GetHapIdsForTaxonPlugin method question
Entering edit mode
4 months ago
kathrynm • 0


I am trying to extract SNPs for the parental assemblies from my DB.

Here is the docker command I am using:

sudo docker run --name hapPaths_assemblies --rm \
        -v /home/kathrynmichel/KaepplerDeLeon-T330-Mount/Assemblies/PHG/Nov2020_B73v5/:/phg/ \
        -t maizegenetics/phg:latest \
        /tassel-5-standalone/ -debug -Xmx100G \
        -GetHapIdsForTaxonPlugin -configFile /phg/config.txt \
        -taxaList /phg/assemblyTaxa.txt \
        -outputDir /phg/hapPaths/ -methods CONSENSUS_mxDiv0.0001 -endPlugin >logs/getHapPaths_mummer4_7.log

The assemblyTaxa.txt file contains two extra progeny lines for the sake of testing.

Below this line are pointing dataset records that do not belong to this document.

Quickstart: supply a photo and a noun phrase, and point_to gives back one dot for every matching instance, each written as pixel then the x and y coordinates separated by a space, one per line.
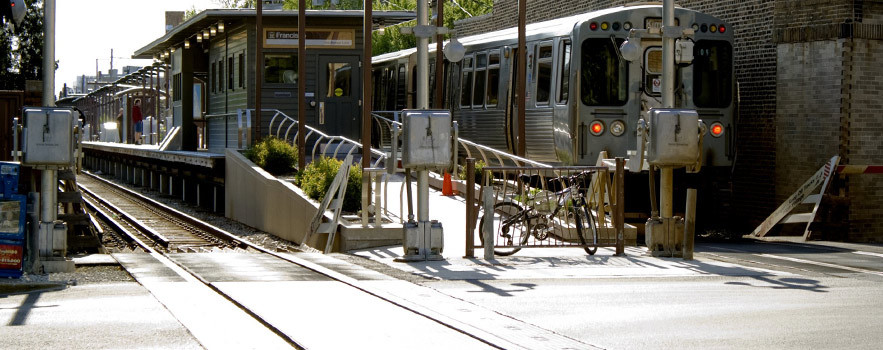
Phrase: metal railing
pixel 321 142
pixel 546 207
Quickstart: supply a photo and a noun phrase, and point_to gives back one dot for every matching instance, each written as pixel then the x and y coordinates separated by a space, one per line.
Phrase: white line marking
pixel 817 263
pixel 869 253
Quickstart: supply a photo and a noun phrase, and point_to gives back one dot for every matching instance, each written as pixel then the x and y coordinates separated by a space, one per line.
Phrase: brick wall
pixel 863 141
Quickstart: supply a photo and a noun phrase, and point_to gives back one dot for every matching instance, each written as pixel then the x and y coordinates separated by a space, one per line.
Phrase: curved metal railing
pixel 318 138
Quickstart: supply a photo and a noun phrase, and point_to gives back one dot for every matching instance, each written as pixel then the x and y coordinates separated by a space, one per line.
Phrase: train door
pixel 339 96
pixel 512 106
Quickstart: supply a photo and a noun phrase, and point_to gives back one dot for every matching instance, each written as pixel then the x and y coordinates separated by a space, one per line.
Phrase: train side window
pixel 493 78
pixel 544 73
pixel 480 80
pixel 564 78
pixel 712 74
pixel 653 71
pixel 466 83
pixel 603 76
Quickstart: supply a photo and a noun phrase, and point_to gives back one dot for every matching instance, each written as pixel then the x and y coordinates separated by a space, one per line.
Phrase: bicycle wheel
pixel 585 222
pixel 506 233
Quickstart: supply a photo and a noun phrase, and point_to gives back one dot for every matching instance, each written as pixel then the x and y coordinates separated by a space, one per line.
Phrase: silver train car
pixel 582 97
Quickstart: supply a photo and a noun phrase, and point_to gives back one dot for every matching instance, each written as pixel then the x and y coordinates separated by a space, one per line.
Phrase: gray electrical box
pixel 426 140
pixel 48 136
pixel 674 137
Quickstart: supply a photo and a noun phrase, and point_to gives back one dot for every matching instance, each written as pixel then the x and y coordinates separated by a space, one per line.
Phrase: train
pixel 582 97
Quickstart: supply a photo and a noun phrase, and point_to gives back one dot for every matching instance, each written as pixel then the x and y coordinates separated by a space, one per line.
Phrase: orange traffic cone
pixel 447 189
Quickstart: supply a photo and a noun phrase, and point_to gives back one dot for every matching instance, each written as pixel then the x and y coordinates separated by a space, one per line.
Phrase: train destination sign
pixel 316 38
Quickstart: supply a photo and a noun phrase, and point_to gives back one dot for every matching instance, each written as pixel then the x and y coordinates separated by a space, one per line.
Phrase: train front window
pixel 712 74
pixel 604 77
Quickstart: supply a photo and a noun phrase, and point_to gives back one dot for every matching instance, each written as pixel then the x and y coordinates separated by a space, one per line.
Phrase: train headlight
pixel 717 129
pixel 596 128
pixel 617 128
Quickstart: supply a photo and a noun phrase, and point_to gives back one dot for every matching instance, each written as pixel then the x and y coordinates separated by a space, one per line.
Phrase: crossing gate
pixel 811 192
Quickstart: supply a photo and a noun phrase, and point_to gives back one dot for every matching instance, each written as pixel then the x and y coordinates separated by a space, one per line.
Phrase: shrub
pixel 319 174
pixel 274 155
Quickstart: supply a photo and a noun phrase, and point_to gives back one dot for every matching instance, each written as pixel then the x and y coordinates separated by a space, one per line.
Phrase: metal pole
pixel 368 26
pixel 522 77
pixel 259 68
pixel 470 207
pixel 49 53
pixel 689 224
pixel 301 84
pixel 439 55
pixel 668 101
pixel 422 103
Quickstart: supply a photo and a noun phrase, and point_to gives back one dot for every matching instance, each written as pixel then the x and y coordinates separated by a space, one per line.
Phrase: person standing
pixel 136 120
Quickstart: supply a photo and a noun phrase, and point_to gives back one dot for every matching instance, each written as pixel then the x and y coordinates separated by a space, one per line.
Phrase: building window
pixel 230 73
pixel 280 69
pixel 241 70
pixel 493 78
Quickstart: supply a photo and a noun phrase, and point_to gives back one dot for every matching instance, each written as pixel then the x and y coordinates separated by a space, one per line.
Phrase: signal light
pixel 597 128
pixel 717 129
pixel 617 128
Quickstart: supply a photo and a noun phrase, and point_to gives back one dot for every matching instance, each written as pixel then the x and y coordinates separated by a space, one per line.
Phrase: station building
pixel 808 90
pixel 211 66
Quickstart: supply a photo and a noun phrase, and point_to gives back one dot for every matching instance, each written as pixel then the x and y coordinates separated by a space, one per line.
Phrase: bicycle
pixel 512 221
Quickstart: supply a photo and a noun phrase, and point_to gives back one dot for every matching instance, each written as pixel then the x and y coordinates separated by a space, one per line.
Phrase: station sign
pixel 316 38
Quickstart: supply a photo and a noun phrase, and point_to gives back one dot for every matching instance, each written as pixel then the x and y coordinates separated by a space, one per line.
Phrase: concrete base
pixel 61 265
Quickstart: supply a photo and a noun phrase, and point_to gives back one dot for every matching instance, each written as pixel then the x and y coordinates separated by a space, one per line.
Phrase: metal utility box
pixel 48 136
pixel 674 137
pixel 423 240
pixel 426 140
pixel 9 173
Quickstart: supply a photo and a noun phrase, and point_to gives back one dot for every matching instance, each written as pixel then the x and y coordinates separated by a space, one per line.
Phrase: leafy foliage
pixel 21 49
pixel 274 155
pixel 319 175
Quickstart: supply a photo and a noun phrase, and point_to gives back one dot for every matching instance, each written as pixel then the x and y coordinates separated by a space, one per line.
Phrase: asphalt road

When I run the method as either mummer4 or CONSENSUS_mxDiv0.0001, I get this output:

Memory Settings: -Xms512m -Xmx100G
Tassel Pipeline Arguments: -debug -GetHapIdsForTaxonPlugin -configFile /phg/config.txt -taxaList /phg/assemblyTaxa.txt -outputDir /phg/hapPaths/ -methods CONSENSUS_mxDiv0.0001 -endPlugin
[main] INFO net.maizegenetics.tassel.TasselLogging - Tassel Version: 5.2.64  Date: July 9, 2020
[main] INFO net.maizegenetics.tassel.TasselLogging - Max Available Memory Reported by JVM: 91022 MB
[main] INFO net.maizegenetics.tassel.TasselLogging - Java Version: 1.8.0_212
[main] INFO net.maizegenetics.tassel.TasselLogging - OS: Linux
[main] INFO net.maizegenetics.tassel.TasselLogging - Number of Processors: 24
[main] INFO net.maizegenetics.pipeline.TasselPipeline - Tassel Pipeline Arguments: [-fork1, -GetHapIdsForTaxonPlugin, -configFile, /phg/config.txt, -taxaList, /phg/assemblyTaxa.txt, -outputDir, /phg/hapPaths/, -methods, CONSENSUS_mxDiv0.0001, -endPlugin, -runfork1]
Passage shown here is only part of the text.